Una spia è sicuramente la «flessibilità buona» del lavoro evocata da Piero Fassino come uno degli obiettivi del futuro programma del Centrosinistra, una volta che fosse eventualmente al governo (ma i leader dell’Unione sembrano già convinti che governeranno sicuramente – una convinzione preventiva eccessiva, come insegna l’antica favola della pelle dell’orso).
Quel che si può dire dall’esperienza, è che difficilmente qualcuno si farà incantare dalle aggettivazioni: «flessibilità buona» non pare abbia nulla a che vedere con l’«ozio creativo» con cui cerca di tradurla l’associazione Managerzen, ( che per altro nel suo sito non si nasconde gli ostacoli all’eccedenza dei desideri; figuriamoci per chi non appartiene alla categoria dei manager).

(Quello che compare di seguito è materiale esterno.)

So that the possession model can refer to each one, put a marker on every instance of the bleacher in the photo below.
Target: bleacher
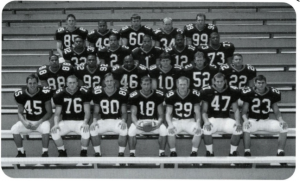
(265, 33)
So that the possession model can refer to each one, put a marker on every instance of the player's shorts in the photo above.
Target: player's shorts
(184, 125)
(226, 125)
(162, 130)
(269, 125)
(109, 125)
(44, 128)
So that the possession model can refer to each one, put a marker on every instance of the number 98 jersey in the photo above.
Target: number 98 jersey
(260, 104)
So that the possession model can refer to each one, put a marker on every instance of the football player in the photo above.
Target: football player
(199, 71)
(111, 103)
(198, 33)
(129, 75)
(55, 74)
(216, 102)
(100, 37)
(72, 113)
(78, 54)
(147, 109)
(147, 54)
(114, 54)
(181, 54)
(65, 35)
(258, 102)
(165, 37)
(132, 36)
(36, 101)
(218, 52)
(183, 114)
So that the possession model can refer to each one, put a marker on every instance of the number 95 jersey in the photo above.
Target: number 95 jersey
(260, 104)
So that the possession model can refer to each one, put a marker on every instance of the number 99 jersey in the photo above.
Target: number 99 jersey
(260, 104)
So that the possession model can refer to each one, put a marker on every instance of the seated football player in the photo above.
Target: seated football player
(72, 113)
(183, 114)
(36, 101)
(147, 115)
(258, 102)
(216, 102)
(111, 103)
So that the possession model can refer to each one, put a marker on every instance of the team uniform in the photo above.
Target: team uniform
(199, 37)
(77, 58)
(166, 81)
(218, 56)
(200, 78)
(183, 110)
(135, 37)
(238, 78)
(183, 57)
(113, 57)
(101, 39)
(57, 79)
(146, 58)
(67, 37)
(89, 78)
(34, 106)
(130, 78)
(166, 39)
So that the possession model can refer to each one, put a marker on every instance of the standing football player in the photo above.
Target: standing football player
(147, 110)
(72, 113)
(183, 114)
(36, 101)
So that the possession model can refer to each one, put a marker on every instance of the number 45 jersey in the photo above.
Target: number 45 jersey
(260, 104)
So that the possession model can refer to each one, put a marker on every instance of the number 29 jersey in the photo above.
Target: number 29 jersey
(260, 104)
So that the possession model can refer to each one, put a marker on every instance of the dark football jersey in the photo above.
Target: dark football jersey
(183, 57)
(135, 37)
(72, 104)
(110, 105)
(89, 78)
(146, 105)
(219, 103)
(113, 57)
(57, 79)
(238, 78)
(77, 58)
(200, 78)
(183, 107)
(260, 105)
(219, 56)
(101, 39)
(166, 81)
(34, 105)
(199, 37)
(166, 39)
(146, 58)
(130, 78)
(67, 37)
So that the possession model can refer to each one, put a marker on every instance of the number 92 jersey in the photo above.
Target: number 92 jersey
(183, 107)
(110, 105)
(260, 105)
(34, 105)
(72, 104)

Piero Fassino sostiene che la «flessibilità buona» del lavoro si può realizzare grazie a «ammortizzatori sociali» e «formazione», non che «sostegno al reddito». Proposizioni generiche, ci sembrano, e astratte.
In concreto, non pare in gioco la bassa «qualità» del lavoro che tanti giovani scontano nel buco nero del precariato. Anche quando hanno già una «formazione» elevata: tutte le indagini, infatti, dimostrano che pure i maschi più specializzati (e per le donne il dato è eclatante) vengono poco utilizzati dalle imprese italiane, e con la pretesa di un costo del lavoro irrisorio. Mentre per altri la «formazione» è solo un marchingegno a favore della aziende per pagare meno il lavoro – visto che per le mansioni richieste non servono più di poche settimane. A fronte di un dislivello crescente, fra l’Italia e altri paesi europei – sia di capacità culturali, che di brutali cifre di stipendi pagati. Fra l’altro, per spostare all’«esterno» i costi del lavoro, comne insegna l’ìesempio danese, occorrono ingenti risorse pubbliche: eppure Fassino vuole ridurre anche le tasse.
Ieri su Liberazione, Piero Sansonetti ha criticato Fassino, ma con una speranza di «sinistra» nell’Unione che, forse per scetticismo, non si riesce a condividere.